Era estate. Una notte. Il telefonino acceso sul cuscino del letto. Rimane sempre acceso il mio cellulare. Una cosa da matti. Da gente che non si sa rilassare, non sa stare sola e si aspetta sempre che qualcosa accada o qualcuno abbia bisogno. Bisogno di me. All’una, alle tre, alle cinque.
Facevo l’amore e la notizia arrivò.
E se partissimo io e te, a fine agosto e andassimo in India?
S ì ! Quanto costerà il biglietto aereo? Io posso rimanere un mese e non di più però.
Ottocento euro circa, poi là non si spende niente.
Appena mi sveglio lo cerco su internet. Dobbiamo incontrarci. Mercoledì? Così decidiamo tutto.
Mercoledì mattina sono da te.
E mercoledì sarebbe arrivata Luisa da me.
Quando Lu mi promette qualcosa, questa cosa si avvera. Quindi, anche se non è nella mia natura essere affidabile, con lei cerco di essere impeccabile.
Eccoci allora, mercoledì, sul tavolo del soggiorno di casa mia e dei miei genitori a guardare l’atlante che non esisteva più dalle elementari e che mi ha sempre così terrorizzata.
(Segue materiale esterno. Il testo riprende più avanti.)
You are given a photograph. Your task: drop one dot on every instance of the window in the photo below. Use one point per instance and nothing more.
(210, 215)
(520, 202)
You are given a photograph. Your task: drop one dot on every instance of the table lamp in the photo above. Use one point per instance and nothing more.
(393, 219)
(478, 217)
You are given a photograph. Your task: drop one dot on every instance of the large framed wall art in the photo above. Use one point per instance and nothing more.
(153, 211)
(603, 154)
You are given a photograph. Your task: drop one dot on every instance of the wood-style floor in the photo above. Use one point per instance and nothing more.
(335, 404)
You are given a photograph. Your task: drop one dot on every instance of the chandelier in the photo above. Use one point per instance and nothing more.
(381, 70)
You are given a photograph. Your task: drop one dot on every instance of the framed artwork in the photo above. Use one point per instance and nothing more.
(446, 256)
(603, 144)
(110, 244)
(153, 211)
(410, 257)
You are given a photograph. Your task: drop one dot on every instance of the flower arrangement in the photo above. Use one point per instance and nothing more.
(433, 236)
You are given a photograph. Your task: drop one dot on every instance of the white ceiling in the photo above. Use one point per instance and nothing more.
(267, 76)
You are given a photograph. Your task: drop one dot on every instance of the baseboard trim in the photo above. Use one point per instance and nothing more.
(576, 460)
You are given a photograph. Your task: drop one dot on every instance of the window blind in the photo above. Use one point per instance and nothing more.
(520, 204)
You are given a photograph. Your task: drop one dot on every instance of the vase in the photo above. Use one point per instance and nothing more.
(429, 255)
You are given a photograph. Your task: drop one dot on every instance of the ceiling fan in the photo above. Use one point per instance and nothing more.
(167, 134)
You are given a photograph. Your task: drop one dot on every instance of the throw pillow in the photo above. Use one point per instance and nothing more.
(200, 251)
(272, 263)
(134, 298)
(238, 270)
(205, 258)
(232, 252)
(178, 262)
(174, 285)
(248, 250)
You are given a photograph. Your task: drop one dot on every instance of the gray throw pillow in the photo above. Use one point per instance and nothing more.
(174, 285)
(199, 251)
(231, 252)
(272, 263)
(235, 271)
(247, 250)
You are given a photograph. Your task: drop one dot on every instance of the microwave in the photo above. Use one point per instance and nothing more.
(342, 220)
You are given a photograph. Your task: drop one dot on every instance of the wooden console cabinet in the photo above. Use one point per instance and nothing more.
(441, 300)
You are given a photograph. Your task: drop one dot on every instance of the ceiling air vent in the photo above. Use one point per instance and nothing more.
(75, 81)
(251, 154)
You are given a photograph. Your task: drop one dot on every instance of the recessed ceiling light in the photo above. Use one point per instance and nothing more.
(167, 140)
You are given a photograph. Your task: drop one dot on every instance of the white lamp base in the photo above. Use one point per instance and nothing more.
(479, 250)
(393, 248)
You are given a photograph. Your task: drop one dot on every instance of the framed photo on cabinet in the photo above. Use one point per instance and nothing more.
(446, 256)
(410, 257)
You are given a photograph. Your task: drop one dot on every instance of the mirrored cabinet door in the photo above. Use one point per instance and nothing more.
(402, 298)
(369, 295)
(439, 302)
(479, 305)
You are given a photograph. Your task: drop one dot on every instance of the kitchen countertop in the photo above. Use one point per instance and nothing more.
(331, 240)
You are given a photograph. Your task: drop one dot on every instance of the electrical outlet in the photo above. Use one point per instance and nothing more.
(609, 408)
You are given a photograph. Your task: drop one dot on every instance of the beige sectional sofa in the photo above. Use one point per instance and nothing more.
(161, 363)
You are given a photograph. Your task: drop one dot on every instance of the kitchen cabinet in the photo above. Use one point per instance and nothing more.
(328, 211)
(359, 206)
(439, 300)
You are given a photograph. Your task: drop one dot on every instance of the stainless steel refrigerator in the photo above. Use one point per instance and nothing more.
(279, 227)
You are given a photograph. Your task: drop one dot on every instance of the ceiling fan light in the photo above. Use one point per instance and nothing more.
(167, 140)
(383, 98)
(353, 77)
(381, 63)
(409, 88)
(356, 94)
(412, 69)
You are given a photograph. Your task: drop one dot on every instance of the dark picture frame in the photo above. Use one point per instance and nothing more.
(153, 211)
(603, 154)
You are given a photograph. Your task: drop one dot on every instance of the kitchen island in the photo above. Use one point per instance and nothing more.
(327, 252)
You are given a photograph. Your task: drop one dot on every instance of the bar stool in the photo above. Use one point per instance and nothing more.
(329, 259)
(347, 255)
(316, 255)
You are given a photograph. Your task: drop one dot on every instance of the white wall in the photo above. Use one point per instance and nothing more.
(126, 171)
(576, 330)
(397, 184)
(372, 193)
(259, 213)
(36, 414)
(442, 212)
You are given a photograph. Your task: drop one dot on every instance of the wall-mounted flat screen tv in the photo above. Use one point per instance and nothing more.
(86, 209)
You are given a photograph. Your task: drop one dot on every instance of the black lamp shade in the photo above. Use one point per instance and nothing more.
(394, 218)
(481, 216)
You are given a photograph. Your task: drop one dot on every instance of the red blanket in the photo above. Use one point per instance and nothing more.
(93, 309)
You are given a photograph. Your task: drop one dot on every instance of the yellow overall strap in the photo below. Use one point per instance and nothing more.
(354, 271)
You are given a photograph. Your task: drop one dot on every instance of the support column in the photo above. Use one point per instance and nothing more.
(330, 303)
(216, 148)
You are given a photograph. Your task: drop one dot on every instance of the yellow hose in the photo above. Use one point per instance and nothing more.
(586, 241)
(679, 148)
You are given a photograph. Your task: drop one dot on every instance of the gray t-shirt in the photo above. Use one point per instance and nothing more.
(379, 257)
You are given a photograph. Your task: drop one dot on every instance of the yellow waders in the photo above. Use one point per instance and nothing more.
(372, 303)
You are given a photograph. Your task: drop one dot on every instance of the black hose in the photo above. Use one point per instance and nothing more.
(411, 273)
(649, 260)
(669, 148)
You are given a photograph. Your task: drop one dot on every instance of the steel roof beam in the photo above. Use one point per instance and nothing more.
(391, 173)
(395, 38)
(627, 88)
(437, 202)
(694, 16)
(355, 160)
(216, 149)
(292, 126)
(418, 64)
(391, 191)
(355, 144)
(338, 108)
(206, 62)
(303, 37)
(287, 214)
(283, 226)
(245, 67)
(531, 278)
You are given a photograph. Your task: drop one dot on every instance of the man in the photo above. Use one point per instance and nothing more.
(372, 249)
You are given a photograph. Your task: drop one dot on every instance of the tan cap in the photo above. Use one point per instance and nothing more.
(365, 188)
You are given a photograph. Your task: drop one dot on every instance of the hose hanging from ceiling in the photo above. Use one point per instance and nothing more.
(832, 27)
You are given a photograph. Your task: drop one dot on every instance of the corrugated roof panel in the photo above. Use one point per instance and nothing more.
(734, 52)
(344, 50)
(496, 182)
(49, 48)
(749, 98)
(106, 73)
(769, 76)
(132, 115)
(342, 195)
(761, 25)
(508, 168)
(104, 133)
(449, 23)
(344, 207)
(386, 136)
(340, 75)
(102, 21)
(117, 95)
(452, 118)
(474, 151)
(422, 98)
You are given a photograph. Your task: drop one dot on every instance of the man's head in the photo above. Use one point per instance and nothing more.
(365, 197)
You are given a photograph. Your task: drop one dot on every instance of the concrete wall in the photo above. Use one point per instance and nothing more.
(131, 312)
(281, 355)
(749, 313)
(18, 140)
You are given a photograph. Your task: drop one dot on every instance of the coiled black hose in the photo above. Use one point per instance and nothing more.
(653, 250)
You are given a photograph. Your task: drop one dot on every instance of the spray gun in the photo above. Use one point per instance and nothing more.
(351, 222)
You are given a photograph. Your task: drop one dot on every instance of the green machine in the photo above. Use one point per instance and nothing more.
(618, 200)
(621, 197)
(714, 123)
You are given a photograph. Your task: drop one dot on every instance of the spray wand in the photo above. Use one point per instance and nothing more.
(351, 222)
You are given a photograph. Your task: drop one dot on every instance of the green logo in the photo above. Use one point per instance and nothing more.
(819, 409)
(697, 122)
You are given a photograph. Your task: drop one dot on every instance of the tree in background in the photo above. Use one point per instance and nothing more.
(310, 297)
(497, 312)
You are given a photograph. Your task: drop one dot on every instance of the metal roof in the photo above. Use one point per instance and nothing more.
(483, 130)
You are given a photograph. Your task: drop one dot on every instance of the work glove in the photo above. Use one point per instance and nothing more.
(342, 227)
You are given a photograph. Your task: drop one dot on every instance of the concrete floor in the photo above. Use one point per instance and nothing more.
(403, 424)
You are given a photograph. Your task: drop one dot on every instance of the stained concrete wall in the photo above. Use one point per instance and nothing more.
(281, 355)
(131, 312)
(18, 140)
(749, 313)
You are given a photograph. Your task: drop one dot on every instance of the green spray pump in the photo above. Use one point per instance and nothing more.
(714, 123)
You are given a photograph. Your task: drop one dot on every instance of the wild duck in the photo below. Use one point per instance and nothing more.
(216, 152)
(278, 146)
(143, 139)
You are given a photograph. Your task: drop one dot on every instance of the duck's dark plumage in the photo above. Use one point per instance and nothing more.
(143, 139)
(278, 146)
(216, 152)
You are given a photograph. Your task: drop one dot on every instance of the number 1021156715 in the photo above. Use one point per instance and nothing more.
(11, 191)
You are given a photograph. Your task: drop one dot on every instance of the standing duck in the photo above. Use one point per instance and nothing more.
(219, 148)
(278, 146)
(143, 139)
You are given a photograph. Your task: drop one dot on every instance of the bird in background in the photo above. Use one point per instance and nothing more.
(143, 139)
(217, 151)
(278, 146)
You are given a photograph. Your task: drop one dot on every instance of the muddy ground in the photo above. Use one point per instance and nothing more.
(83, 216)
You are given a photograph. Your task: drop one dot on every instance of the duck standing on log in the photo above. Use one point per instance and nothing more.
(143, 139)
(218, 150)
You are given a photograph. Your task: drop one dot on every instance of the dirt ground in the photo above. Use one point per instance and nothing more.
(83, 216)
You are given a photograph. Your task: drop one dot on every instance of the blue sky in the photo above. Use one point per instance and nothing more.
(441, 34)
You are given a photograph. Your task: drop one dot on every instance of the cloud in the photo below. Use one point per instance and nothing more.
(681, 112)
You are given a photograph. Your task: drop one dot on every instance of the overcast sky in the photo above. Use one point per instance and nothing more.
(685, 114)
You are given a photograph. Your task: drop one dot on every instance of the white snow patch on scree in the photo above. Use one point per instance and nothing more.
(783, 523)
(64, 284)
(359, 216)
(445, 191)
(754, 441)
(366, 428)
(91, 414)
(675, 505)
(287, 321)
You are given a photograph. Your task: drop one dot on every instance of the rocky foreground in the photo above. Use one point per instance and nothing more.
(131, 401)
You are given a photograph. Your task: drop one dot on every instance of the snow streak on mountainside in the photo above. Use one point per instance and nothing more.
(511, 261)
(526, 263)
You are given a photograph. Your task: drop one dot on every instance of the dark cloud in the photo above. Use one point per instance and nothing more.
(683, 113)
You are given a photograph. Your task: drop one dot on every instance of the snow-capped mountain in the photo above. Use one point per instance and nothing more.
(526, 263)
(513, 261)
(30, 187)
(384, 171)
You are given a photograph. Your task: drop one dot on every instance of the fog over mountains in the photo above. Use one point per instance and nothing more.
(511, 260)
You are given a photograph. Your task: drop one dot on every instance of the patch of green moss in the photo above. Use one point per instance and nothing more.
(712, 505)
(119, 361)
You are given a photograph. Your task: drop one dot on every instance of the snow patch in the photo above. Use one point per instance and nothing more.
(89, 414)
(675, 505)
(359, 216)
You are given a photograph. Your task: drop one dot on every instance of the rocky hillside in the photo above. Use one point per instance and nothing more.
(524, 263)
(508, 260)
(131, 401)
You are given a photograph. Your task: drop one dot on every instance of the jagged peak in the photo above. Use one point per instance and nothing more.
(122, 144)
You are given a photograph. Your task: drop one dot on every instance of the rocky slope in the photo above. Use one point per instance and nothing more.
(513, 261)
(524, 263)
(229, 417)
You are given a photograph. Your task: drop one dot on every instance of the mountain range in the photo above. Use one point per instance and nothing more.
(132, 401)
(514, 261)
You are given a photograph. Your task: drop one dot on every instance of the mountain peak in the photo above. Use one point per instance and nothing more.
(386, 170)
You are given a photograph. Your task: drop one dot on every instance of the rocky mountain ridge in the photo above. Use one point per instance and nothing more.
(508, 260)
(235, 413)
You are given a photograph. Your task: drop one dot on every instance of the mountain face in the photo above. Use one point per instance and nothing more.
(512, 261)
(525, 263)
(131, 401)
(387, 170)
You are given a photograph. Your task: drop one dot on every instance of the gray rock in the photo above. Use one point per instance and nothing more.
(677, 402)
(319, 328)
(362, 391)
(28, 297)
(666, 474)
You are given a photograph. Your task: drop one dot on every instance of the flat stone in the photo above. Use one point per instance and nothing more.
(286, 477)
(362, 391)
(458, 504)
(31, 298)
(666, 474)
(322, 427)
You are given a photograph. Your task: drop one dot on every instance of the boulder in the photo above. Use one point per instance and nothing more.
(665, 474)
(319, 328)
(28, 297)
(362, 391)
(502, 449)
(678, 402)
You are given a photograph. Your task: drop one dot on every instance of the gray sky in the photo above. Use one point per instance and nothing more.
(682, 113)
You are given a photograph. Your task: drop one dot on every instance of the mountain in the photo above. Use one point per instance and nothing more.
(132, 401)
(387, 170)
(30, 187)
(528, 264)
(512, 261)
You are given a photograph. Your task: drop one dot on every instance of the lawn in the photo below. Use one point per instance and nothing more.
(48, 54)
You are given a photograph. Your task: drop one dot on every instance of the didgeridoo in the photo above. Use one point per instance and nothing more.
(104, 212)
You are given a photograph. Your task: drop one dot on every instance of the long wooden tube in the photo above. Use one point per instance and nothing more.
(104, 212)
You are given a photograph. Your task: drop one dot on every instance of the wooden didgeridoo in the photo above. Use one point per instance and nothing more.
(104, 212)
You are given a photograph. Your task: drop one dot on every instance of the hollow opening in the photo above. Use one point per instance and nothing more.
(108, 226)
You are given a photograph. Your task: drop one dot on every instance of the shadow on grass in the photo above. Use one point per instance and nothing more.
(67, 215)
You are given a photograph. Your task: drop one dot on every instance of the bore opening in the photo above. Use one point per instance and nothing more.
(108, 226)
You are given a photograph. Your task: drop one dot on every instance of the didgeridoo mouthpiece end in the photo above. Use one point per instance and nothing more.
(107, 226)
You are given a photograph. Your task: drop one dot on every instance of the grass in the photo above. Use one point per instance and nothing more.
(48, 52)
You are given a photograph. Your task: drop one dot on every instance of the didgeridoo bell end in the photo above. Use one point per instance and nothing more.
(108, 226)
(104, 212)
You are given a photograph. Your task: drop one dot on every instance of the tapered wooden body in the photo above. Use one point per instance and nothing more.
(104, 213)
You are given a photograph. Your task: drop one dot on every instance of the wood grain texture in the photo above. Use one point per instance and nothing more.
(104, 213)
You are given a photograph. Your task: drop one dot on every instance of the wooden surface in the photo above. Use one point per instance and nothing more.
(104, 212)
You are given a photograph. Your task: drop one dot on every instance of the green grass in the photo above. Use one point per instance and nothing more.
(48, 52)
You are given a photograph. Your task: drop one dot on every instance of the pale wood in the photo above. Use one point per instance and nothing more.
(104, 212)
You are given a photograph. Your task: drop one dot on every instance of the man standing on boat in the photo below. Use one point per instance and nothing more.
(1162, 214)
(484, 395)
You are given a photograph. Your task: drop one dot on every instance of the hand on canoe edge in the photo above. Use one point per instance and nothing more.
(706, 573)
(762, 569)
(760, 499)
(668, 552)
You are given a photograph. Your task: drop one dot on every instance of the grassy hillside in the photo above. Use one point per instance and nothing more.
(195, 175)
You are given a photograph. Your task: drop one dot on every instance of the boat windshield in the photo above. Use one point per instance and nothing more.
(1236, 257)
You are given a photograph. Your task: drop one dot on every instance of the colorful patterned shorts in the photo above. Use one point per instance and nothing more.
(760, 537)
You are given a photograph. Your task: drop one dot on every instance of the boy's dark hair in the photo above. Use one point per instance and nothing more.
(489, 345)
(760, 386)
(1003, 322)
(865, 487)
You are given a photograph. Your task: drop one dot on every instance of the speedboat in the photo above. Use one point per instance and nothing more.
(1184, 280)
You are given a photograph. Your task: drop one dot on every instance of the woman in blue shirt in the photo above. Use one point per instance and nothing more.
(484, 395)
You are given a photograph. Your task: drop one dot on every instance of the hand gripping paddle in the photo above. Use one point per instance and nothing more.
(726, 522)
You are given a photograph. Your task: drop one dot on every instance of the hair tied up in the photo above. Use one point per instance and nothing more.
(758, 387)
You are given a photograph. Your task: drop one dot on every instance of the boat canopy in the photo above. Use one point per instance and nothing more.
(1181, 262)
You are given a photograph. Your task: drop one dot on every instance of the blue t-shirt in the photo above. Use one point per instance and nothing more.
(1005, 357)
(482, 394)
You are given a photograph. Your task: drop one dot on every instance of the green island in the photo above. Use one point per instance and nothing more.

Io ero una di quelle bambine che imparano la lezione a memoria e vanno in panico il giorno in cui la maestra decide che l’interrogazione da orale diventerà bidimensionale, con l’introduzione di una cartina. E adesso la geografia si preparava a cambiare ancora, per diventare la mappa del nostro viaggio.
Luisa non la conoscevo tanto bene. C’eravamo incontrate un anno prima in Puglia, al mare, accompagnate da due fidanzati, che entrambe non amavamo, ma per motivi diversi. Era così bella quando la vidi la prima volta che immediatamente e per tutta la vacanza mi sentii brutta e goffa. Lei è gracile, con tette straordinarie, la bocca carnosa e i capelli lunghi e setosi, castani con riflessi più chiari. Non aveva bisogno di asciugarli col phon. Era subito perfetta così, senza dover far niente. Io invece sempre a tirarli, questi capelli da attivista afroamericana.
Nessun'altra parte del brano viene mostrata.